Scheduling ACE diff Operations (Beta)

ACE supports automated scheduling of table-diff and repset-diff operations through configuration settings in ace_config.py. This allows for regular consistency checks without manual intervention.

Configuring Jobs

In ace_config.py, you define jobs and their schedules in two separate lists:

# Define the jobs
schedule_jobs = [
    {
        "name": "t1",
        "cluster_name": "my_cluster",
        "table_name": "public.users"
    },
    {
        "name": "t2",
        "cluster_name": "my_cluster",
        "table_name": "public.orders",
        "args": {
            "max_cpu_ratio": 0.7,
            "batch_size": 1000,
            "block_rows": 10000,
            "nodes": "all",
            "output": "json",
            "quiet": False,
            "dbname": "mydb"
        }
    }
]

Define the schedule for each job

schedule_config = [
    {
        "job_name": "t1",
        "crontab_schedule": "0 0 * * *",    # Run at midnight
        "run_frequency": "30s",             # Alternative to crontab
        "enabled": True,
        "rerun_after": "1h"                # Rerun if diff found after 1 hour
    },
    {
        "job_name": "t2",
        "crontab_schedule": "0 */4 * * *",  # Every 4 hours
        "run_frequency": "5m",              # Alternative to crontab
        "enabled": True,
        "rerun_after": "30m"
    }
]

Job Configuration Options

Each job in schedule_jobs supports:

  • name (required): Unique identifier for the job
  • cluster_name (required): Name of the cluster
  • table_name OR repset_name (required): Fully qualified table name or repset name
  • args (optional): Dictionary of table-diff parameters
    • max_cpu_ratio: Maximum CPU usage ratio
    • batch_size: Batch size for processing
    • block_rows: Number of rows per block
    • table_filter: SQL WHERE clause used to filter rows for comparison
    • nodes: Nodes to include
    • output: Output format ["json", "csv", "html"]
    • quiet: Suppress output
    • dbname: Database name

Schedule Configuration Options

Each schedule in schedule_config supports:

  • job_name (required): Name of the job to schedule (must match a job name)
  • crontab_schedule: Cron-style schedule expression
  • run_frequency: Alternative to crontab, using time units (e.g., "30s", "5m", "1h")
  • enabled: Whether the schedule is active (default: False)
  • rerun_after: Time to wait before rerunning if differences found

Time Formats

  • Cron Format: * * * * * (minute hour day_of_month month day_of_week)

    • Examples:
      • 0 0 * * *: Daily at midnight
      • 0 */4 * * *: Every 4 hours
      • 0 0 * * 0: Weekly on Sunday
  • Run Frequency Format: <number><unit>

    • Units: "s" (seconds), "m" (minutes), "h" (hours)
    • Minimum: 5 minutes
    • Examples:
      • "30s": Every 30 seconds
      • "5m": Every 5 minutes
      • "1h": Every hour

Starting and Stopping the Scheduler

The scheduler starts automatically when ACE is started.

./pgedge start ace

To stop the scheduler:

./pgedge stop ace

Best Practices

  1. Resource Management:
    • Stagger schedules to avoid overlapping resource-intensive jobs
    • Set appropriate max_cpu_ratio, block_rows, and batch_size values based on the table size and expected load
  2. Frequency Selection:
    • Use crontab_schedule for specific times
    • Use run_frequency for regular intervals

Scheduling Auto-Repair Jobs (Beta)

The auto-repair module automatically monitors and repairs data inconsistencies in your cluster. It runs as a background process, periodically checking for inconsistencies and applying repairs based on configured settings.
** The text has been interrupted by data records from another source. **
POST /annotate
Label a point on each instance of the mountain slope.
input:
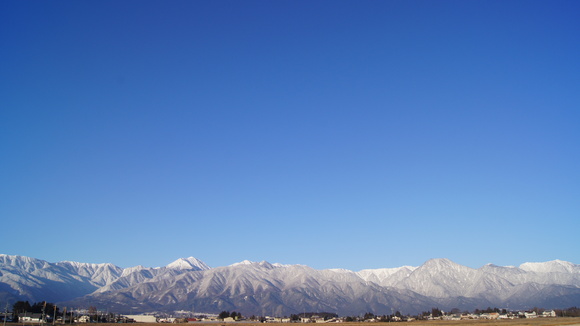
(274, 289)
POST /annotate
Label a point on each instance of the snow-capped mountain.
(262, 288)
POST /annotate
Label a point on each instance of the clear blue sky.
(336, 134)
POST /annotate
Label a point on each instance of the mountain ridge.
(263, 288)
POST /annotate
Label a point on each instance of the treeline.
(37, 307)
(570, 312)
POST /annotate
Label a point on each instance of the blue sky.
(336, 134)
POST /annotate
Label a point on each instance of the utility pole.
(5, 314)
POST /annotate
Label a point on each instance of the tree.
(20, 307)
(435, 312)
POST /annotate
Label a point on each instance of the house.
(84, 319)
(142, 318)
(530, 314)
(550, 313)
(29, 317)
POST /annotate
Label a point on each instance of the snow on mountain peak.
(245, 262)
(188, 263)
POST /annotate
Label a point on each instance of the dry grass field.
(511, 322)
(514, 322)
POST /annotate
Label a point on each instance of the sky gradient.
(335, 134)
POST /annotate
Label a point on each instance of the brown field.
(510, 322)
(572, 321)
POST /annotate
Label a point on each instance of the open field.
(510, 322)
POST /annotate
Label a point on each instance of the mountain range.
(262, 288)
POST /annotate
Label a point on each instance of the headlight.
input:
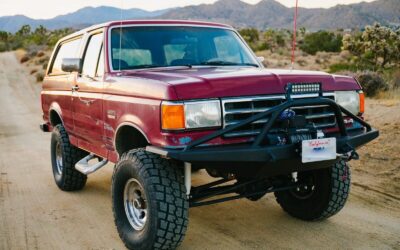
(353, 101)
(191, 114)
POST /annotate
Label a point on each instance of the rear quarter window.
(67, 49)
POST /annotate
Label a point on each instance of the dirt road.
(34, 214)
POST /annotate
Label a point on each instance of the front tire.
(149, 201)
(64, 156)
(325, 194)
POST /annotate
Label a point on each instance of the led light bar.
(303, 88)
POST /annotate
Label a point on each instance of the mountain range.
(263, 15)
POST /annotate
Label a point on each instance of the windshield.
(158, 46)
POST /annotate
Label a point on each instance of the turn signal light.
(362, 102)
(172, 116)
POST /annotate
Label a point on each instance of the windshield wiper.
(152, 66)
(227, 63)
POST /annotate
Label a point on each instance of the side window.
(130, 57)
(100, 67)
(66, 50)
(227, 49)
(92, 55)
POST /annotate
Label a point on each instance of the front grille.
(236, 110)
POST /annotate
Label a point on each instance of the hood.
(216, 82)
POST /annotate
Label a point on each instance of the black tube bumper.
(244, 153)
(258, 153)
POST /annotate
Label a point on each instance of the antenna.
(294, 33)
(120, 36)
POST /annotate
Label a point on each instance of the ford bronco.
(162, 99)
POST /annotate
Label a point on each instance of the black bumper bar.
(257, 151)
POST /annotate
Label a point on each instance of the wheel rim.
(304, 191)
(135, 204)
(59, 162)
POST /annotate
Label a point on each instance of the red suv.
(161, 99)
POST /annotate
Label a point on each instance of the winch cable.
(294, 34)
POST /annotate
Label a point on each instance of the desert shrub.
(377, 47)
(40, 54)
(24, 59)
(39, 76)
(321, 41)
(26, 38)
(372, 83)
(396, 79)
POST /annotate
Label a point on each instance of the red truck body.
(194, 96)
(134, 98)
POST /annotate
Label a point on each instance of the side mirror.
(71, 64)
(261, 59)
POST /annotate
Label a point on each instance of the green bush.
(338, 67)
(377, 47)
(372, 83)
(321, 41)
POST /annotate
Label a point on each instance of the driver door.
(87, 97)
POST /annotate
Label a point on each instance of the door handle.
(75, 89)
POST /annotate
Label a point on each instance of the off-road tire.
(332, 187)
(70, 179)
(163, 184)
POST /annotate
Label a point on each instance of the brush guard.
(258, 151)
(272, 159)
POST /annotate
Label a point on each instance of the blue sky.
(50, 8)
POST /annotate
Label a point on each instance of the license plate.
(318, 150)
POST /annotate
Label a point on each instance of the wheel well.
(54, 118)
(128, 138)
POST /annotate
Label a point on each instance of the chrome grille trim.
(236, 109)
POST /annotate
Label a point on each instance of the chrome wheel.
(59, 162)
(305, 191)
(135, 203)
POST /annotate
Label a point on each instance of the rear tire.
(149, 201)
(325, 197)
(64, 156)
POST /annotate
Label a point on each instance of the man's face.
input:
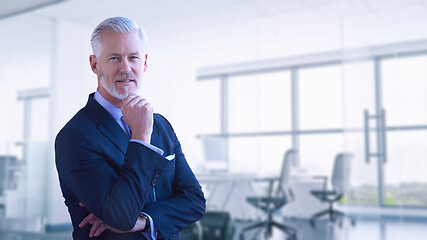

Configuring auto-repair Jobs

Auto-repair settings are defined in ace_config.py:

auto_repair_config = {
    "enabled": False,
    "cluster_name": "eqn-t9da",
    "dbname": "demo",
    "poll_frequency": "10m",
    "repair_frequency": "15m"
}

Configuration Options

  • enabled: Enable/disable auto-repair functionality (default: False)
  • cluster_name: Name of the cluster to monitor
  • dbname: Database name to monitor
  • poll_interval: How often the Spock exception log is polled to check for new exceptions.
  • repair_frequency: How often to repair exceptions that have been detected.

Time Intervals

You can specify the time intervals for execution in either cron format or in a simple frequency format. Both poll_interval and status_update_interval accept time strings in the following formats:

Cron Format: * * * * * (minute hour day_of_month month day_of_week); for example:

  • 0 0 * * *: Daily at midnight
  • 0 */4 * * *: Every 4 hours
  • 0 0 * * 0: Weekly on Sunday

Run Frequency Format: <number><unit>; for example:

  • Units: "s" (seconds), "m" (minutes), "h" (hours)
  • Minimum: 5 minutes
  • Examples:
    • "30s": Every 30 seconds
    • "5m": Every 5 minutes
    • "1h": Every hour

Note: The minimum frequency allowed is 5 minutes. However, you can modify that time by editing the MIN_RUN_FREQUENCY variable in ace_config.py.

Controlling the auto-repair Daemon

The auto-repair daemon starts automatically when ACE is started.

./pgedge start ace

To stop the auto-repair daemon:

./pgedge stop ace

Common Use Cases

Auto-repair is a great candidate for handling use-cases that have a high probability of INSERT-INSERT conflicts. For example, on bidding and reservation servers, INSERT-INSERT conflicts are likely to arise across multiple nodes.

Limitations and Considerations

  • The auto-repair daemon is currently limited to handling INSERT-INSERT conflicts only.